DbT and Redshift to provide efficient Quicksight reports

TL;DR:

Using Redshift as a Data Warehouse to integrate data from AWS Pinpoint, AWS DynamoDB, Microsoft Dynamics 365 and other external sources. 

Once the data is ingested to Redshift, DbT is used to transform the data into a format that is easier to be consumed by AWS Quicksight.

Each Quicksight report/chart has a fact table. This strategy allows Quicksight to efficiently query the data needed.

The Customer

The client is a health tech startup. They created a mobile app that feeds data to the cloud using a serverless architecture. They have several data sources and would like to integrate this data into a consolidated database (Data Warehouse). This data would then be presented in a reporting tool to help the business drive decisions. The client’s data sources:

  • AWS DynamoDB – User preferences
  • AWS Pinpoint – Mobile application clickstream
  • Microsoft Dynamics 365 – Customer relationship management
  • Stripe – Customer payments
  • Braze – A customer engagement platform

The client also needs to send data from the Data Warehouse to Braze, used by the marketing team to develop campaigns. This was done by the client, using Hightouch Reverse ETL.

The Solution

Overall Architecture Dbt

The overall architecture of the solution is presented in Figure 1. AWS Redshift is the Data Warehouse, which receives data from Pinpoint, DynamoDB, Strip and Dynamics 365. Quicksight then queries data from Redshift to produce business reports. Following, we will describe each data source integration. As a Cloud-native company, we work towards allowing our clients to easily manage their cloud infrastructure. For that reason, the infrastructure was provisioned using Terraform. Terraform allowed the client to apply the same network and data infrastructure in their 3 different environments with ease.

DynamoDB

The users’ preferences are stored on AWS DynamoDB. A simple AWS Glue job, created using Glue Studio, is used to send DynamoDB data to Redshift. It was not possible to use the COPY command from Redshift as the client’s DynamoDB contains complex attributes (SET). The job contains a 5-line custom function to flatten the JSON records from DynampoDB, presented in Table 1. For Glue to access DynamoDB tables we needed to create a VPC Endpoint

def MyTransform (glueContext, dfc) -> DynamicFrameCollection:
	df = dfc.select(list(dfc.keys())[0])
	dfc_ret = Relationalize.apply(frame = df, staging_path = "s3://bucket-name/temp", name = "root", transformation_ctx = "dfc_ret")
	df_ret = dfc_ret.select(list(dfc_ret.keys())[0])
	dyf_dropNullfields = DropNullFields.apply(frame = df_ret)
	return(DynamicFrameCollection({"CustomTransform0": dyf_dropNullfields}, glueContext))

Pinpoint

The mobile app clickstream is captured using AWS Pinpoint and stored on S3 using an AWS Kinesis delivery stream. There are many ways to load data from S3 to Redshift. Using COPY command, a Glue Job or Redshift Spectrum. We decided to use Redshift Spectrum as we would need to load the data every day. Using Spectrum we can rely on the S3 partition to filter the files to be loaded. The pinpoint bucket contains partitions for Year, Month, Day and Hour. At each run of our ELT process, we filter S3 load based on the latest date already loaded. The partitions are automatically created using Glue Crawler. Glue Crawler also automatically parse JSON into struct columns types. Table 2 show a SQL query that illustrates the use of Spectrum partitions.


select
  event_type,
  event_timestamp,
  arrival_timestamp,
  attributes.page,
  attributes.title,
  session.session_id as session_id,
  client.cognito_id as cognito_id,
  partition_0::int as year,
  partition_1::int as month,
  partition_2::int as day,
  partition_3::int as hour,
  sysdate as _dbt_created_at
  from pinpoint-analytics.bucket_name

  -- this filter will only be applied on an incremental run
  where 
  partition_0::int >= (select date_part('year', max(event_datetime)) from stg_analytics_events)
  
  and partition_1::int >= (select date_part('month', max(event_datetime)) from stg_analytics_events)
  
  and partition_2::int >= (select date_part('day', max(event_datetime)) from stg_analytics_events)

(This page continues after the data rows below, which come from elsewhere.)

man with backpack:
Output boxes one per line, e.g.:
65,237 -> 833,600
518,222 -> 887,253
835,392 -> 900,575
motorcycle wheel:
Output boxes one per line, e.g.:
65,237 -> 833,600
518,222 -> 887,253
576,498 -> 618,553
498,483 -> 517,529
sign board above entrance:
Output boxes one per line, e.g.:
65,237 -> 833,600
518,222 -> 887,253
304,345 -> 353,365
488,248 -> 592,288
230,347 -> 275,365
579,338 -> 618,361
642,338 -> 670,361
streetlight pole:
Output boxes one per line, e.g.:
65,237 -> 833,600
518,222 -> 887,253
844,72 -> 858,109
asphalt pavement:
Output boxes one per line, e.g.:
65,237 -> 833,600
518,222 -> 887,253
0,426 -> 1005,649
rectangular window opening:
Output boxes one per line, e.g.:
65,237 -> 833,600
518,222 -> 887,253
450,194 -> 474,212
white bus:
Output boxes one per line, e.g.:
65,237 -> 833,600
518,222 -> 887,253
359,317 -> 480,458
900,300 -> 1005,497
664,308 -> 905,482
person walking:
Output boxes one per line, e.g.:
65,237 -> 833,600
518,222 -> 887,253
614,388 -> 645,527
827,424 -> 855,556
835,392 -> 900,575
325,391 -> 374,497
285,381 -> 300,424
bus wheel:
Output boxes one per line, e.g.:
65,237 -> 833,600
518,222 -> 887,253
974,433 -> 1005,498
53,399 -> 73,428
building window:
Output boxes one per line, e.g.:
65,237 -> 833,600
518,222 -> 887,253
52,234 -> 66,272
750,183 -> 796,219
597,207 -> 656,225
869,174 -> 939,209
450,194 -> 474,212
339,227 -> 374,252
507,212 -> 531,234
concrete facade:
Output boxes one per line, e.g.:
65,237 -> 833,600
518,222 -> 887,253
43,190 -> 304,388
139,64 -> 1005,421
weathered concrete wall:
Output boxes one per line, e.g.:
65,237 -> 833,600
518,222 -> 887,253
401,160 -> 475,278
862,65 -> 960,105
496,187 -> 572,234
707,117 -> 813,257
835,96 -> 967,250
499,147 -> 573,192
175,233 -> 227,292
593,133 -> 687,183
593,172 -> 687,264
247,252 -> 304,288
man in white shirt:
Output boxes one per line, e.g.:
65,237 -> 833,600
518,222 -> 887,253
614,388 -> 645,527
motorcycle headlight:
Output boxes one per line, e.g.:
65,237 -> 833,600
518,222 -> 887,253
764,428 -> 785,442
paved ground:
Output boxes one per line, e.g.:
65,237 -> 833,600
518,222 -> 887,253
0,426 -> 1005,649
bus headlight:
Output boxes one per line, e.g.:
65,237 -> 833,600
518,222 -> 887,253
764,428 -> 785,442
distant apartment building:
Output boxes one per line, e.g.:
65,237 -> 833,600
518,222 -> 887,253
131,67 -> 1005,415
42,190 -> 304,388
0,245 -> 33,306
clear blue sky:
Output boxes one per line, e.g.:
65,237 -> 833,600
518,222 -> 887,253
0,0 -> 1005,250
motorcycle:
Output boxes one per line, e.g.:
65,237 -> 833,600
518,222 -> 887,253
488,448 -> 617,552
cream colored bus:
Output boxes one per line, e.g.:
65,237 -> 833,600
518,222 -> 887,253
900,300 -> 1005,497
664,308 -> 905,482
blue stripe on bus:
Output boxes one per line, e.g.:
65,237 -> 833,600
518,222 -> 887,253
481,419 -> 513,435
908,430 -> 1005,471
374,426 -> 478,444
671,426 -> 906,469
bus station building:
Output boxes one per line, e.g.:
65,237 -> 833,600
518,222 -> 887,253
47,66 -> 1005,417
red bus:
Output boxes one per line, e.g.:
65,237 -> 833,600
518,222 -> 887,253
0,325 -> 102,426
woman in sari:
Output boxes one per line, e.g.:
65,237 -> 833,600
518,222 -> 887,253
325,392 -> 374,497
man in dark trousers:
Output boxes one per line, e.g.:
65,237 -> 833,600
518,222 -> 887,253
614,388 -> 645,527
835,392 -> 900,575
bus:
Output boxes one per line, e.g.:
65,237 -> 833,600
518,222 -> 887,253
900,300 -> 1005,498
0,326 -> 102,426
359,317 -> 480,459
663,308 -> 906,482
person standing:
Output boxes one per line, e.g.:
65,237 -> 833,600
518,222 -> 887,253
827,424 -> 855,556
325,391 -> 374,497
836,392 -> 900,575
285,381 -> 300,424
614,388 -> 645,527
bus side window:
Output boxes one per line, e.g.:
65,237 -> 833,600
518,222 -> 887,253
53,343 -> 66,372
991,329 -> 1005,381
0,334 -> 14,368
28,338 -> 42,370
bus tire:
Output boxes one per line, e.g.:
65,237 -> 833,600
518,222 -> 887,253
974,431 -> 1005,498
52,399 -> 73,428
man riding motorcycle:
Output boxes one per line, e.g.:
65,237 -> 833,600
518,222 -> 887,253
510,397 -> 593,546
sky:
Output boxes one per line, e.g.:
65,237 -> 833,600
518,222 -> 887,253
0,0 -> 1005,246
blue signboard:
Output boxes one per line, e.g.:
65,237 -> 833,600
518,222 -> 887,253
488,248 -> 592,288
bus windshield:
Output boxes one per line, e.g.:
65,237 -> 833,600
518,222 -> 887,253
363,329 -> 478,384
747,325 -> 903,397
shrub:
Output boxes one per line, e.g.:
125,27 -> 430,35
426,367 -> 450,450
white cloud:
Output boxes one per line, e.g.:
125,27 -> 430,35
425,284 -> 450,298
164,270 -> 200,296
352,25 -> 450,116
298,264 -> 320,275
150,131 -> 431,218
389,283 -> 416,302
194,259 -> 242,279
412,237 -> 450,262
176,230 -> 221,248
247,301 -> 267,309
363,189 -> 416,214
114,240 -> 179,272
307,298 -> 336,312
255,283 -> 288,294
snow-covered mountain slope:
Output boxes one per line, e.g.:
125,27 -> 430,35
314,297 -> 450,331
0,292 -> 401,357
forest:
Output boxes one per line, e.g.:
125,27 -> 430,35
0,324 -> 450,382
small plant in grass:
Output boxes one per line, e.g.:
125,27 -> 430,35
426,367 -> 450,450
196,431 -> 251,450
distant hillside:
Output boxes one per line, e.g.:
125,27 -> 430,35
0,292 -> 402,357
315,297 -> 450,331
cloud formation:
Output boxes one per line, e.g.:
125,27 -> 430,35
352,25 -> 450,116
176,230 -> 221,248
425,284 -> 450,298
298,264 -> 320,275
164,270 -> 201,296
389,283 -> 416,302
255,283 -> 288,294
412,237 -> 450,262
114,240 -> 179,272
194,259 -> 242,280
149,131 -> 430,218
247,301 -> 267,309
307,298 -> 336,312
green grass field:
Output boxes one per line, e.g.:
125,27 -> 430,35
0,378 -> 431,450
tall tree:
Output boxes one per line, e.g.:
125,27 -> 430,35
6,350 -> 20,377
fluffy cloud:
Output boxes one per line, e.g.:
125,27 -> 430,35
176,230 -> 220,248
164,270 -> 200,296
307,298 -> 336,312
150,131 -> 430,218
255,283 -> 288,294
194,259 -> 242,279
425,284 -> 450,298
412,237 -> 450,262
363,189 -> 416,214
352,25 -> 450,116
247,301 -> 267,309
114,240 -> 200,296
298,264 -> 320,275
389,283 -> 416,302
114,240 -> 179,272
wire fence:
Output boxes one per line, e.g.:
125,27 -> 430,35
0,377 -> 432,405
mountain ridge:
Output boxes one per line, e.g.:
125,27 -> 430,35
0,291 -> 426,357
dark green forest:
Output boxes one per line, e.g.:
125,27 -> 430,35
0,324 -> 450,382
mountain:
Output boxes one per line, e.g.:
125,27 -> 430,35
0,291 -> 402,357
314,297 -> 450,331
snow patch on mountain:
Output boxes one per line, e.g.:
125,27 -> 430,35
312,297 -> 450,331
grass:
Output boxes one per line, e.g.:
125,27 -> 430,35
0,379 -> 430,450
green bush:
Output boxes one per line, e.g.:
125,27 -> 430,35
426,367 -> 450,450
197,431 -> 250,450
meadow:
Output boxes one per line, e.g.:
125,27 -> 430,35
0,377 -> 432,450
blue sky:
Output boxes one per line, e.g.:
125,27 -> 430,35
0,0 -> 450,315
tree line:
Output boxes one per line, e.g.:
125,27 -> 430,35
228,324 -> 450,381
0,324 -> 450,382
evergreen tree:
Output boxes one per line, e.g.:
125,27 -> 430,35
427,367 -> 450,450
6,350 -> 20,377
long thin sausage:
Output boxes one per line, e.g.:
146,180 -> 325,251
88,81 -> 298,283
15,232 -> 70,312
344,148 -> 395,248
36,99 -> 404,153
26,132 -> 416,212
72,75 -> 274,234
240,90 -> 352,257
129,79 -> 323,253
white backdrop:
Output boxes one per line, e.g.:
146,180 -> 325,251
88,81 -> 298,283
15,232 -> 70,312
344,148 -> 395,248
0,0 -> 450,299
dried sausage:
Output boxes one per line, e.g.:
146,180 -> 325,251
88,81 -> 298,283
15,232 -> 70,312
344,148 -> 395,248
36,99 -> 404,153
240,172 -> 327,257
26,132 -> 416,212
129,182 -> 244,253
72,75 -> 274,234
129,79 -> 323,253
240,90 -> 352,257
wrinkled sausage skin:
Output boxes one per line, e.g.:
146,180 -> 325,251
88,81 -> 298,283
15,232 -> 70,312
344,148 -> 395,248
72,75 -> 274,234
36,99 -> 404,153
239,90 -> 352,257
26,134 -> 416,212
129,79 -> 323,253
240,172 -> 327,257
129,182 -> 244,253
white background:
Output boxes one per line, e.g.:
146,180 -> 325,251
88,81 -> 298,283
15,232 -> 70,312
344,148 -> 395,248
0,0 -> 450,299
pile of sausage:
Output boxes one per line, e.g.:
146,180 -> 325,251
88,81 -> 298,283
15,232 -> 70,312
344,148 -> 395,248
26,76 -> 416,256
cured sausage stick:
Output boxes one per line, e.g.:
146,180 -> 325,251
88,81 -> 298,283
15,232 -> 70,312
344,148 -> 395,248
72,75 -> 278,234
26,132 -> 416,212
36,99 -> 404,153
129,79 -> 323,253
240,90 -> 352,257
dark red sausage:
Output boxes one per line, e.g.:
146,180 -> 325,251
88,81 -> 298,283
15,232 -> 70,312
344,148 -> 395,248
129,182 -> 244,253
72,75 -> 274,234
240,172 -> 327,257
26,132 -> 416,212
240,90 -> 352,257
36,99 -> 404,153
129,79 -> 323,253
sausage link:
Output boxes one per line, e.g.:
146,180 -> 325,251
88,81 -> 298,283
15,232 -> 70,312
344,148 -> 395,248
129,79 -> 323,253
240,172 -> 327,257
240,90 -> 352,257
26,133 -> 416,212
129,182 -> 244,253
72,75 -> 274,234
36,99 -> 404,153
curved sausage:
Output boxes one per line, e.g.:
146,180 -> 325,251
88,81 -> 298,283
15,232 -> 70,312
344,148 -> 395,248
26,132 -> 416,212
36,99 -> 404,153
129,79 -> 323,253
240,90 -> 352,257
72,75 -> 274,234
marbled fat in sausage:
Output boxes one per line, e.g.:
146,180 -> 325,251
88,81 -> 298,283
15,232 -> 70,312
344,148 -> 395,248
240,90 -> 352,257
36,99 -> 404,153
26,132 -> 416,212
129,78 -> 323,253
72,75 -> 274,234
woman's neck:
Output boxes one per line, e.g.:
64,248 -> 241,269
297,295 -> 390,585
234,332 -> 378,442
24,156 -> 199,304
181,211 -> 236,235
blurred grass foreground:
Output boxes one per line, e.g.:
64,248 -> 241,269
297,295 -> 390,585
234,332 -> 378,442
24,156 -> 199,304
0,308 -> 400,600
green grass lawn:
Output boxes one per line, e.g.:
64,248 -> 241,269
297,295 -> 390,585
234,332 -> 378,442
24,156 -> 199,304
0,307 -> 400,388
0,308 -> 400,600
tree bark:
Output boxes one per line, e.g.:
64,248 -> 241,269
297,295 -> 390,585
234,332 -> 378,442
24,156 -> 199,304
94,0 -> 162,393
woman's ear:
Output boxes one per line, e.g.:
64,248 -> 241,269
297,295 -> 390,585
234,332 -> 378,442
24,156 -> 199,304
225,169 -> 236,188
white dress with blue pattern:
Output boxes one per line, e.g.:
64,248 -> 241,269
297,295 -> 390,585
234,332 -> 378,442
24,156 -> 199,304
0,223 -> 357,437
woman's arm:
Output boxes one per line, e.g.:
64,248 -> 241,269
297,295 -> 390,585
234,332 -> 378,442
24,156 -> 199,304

Microsoft Dynamics 365 and Stripe

Two important external data sources required in this project are CRM data from Dynamics and Payment information from Stripe. An efficient and user-friendly service that helps with data integration is Fivetran. Fivetran has more connectors than other tools, including Microsoft Dynamics and Stripe. Fivetran provides such a connector and has an easy to use interface which was essential for this client.

DbT – ELT FLow

The client wanted a data transformation tool that was scalable, collaborative and that allowed version control. DbT was our answer. As we have seen in many other clients, DbT has been the first answer when it comes to running ELT (Extract, Load, Transform) workflows. After we built the first DAGs (Directed Acyclic Graph) with DbT, using Jinja template for raw tables (source) and staging table (references) and showed it to the client, they were amazed by the simplicity and software engineering way that DbT works. Having an ELT workflow that is source controlled is a very unique feature from DbT.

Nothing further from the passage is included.